Knowing the basics of IR35 is essential for contractors, recruiters, end clients – everyone involved in the supply chain
Knowing the basics of IR35 is essential for contractors as HMRC implements the biggest changes yet to its tax rules. Despite being roundly condemned by the general contracting community, as long as you’re prepared and know how the legislation works, it’s entirely possible to continue your self-employment.
IR35 is specifically targeted at people who supply their services to clients via their own limited company, often called a personal service company (PSC), or a limited liability partnership. HMRC originally introduced the legislation in 2000 to combat so-called ‘disguised employees’, challenging limited company contractors over their employment status for tax purposes and deciding whether they should, in fact, be taxed the same way that a permanent employee should be. New changes, set to be introduced in April, will shift the responsibility of employment status determinations from you to your client.
It’s worth knowing how the rules work, then, and what you need to consider in your upcoming contracts. Education is key to being able to communicate to your client which side of the IR35 reform you feel you sit.
Let’s start with the scenario that HMRC uses as an example in one of its IR35 factsheets to distinguish between someone it considers as being employed for tax purposes and someone it considers as self-employed for tax purposes:
HMRC deems this person to be self-employed for this contract (outside IR35)
Alan is taken on by a manufacturing firm to design and build a new website.
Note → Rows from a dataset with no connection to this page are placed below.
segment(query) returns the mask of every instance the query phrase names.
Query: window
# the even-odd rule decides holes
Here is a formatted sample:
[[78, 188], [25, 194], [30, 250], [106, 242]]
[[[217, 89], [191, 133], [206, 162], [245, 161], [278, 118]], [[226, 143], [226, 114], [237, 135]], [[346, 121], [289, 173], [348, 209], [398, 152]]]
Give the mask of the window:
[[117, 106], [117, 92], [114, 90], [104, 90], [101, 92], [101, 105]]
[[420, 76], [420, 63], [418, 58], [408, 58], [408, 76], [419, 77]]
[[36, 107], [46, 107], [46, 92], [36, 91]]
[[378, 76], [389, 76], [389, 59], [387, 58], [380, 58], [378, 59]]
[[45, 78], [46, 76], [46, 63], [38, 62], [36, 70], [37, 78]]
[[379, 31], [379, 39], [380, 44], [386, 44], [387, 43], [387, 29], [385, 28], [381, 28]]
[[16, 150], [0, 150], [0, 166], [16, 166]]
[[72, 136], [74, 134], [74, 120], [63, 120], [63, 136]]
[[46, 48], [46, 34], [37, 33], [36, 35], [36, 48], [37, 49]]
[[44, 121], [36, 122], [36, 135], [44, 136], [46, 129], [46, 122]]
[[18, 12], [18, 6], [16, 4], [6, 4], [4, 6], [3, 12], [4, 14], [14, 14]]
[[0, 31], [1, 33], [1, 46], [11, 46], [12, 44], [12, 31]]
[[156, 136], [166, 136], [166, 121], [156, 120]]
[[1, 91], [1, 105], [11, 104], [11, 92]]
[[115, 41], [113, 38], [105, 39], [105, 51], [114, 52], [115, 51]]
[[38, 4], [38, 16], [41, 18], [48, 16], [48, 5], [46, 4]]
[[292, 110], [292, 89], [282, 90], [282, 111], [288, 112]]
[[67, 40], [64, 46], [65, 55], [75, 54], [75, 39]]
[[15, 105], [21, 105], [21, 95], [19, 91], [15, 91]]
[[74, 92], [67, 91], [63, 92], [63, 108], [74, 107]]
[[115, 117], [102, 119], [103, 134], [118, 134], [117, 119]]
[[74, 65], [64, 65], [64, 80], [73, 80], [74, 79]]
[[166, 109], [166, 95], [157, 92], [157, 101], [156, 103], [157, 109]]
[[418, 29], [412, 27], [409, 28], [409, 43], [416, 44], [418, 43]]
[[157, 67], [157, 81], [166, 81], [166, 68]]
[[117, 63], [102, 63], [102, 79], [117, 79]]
Alan and the firm have agreed on a price for the job and when he will deliver the new website. Alan will mainly work at home, using his own equipment to complete the task. Alan is free to work for other clients but faces a contractual penalty if he doesn’t deliver the website on time, to the agreed standard. This represents a significant financial risk to Alan if he fails to deliver the final product as agreed.
HMRC deems this person to be employed for this contract (inside IR35)
The manufacturing firm needs someone to maintain and update the new website. It hires Zainab to work for three days a week, eight hours each day. The firm provides Zainab with a laptop so she can work at its offices or at home with permission. She reports to the head of the IT department and must follow their style guide and format to update the website. The firm is responsible for providing and updating the software Zainab needs to do her work. If Zainab has to work longer than her contracted hours, she will be paid overtime. Zainab can work elsewhere on the days she is not working at the firm, with their agreement.
Using the example above and drawing from the questions HMRC asks in its CEST tool there are some clear pointers that distinguish a self-employed individual from a disguised employee in the eyes of HMRC. They are:
Substitutes and helpers
Could you send someone else in your place to carry out the agreed work, assuming they are equally qualified, and meet your client’s interviewing, vetting and security clearance procedures?
What degree of supervision, direction and control does your client have over what, how, where and when you complete your work?
Will you have to fund any vehicle costs or buy materials before your client pays you? If the client was not happy with your work, would you have to put it right?
Mutuality of obligation
Is your client obliged to offer you work, and are you obliged to accept it?
These principles are all used by HMRC to determine your employment status for tax purposes. To avoid being affected by IR35, you’ll need to demonstrate that you’re operating as a genuine business, which means your client has accepted or would accept a substitute, you determine your own working arrangements, you or your business will have to fund costs before your client pays you, and your client is not obliged to offer you work nor are you obliged to accept it.
To demonstrate to HMRC that you’re working on a business-to-business basis, and therefore you sit outside IR35, it’s important that your contracts and working arrangements take into account the following:
As a limited company contractor, one of the main reasons you pay less in National Insurance Contributions (NICs) is because you don’t get any of the employment safety nets that permanent employees receive through their jobs. That includes things like holiday pay, sick pay and a pension. So, if you find yourself committing yourself to a contract where some of these perks do apply, it’s highly unlikely that this particular working arrangement will fall outside of the scope of IR35.
The same goes for taking on any management responsibilities for your client, or becoming integrated with the organisation and appearing in organisation charts and so forth. If you’re in a position where you’re deciding for your client how much to pay someone, hiring or dismissing workers, and delivering appraisals, or you’re fully part of your client’s organisation structure, it’s very likely HMRC will consider you a ‘disguised employee’.
Assuming you want to continue operating as a genuine contractor outside of IR35, it’s worth distancing yourself from your client’s corporate structure and only taking on responsibilities not specified as part of the project when this is the industry norm, such as safety responsibilities.
While tools like HMRC’s CEST are supposed to help contractors and hirers to determine the IR35 status of each contract, it’s notoriously inaccurate – it’s advisable to seek independent specialist advice.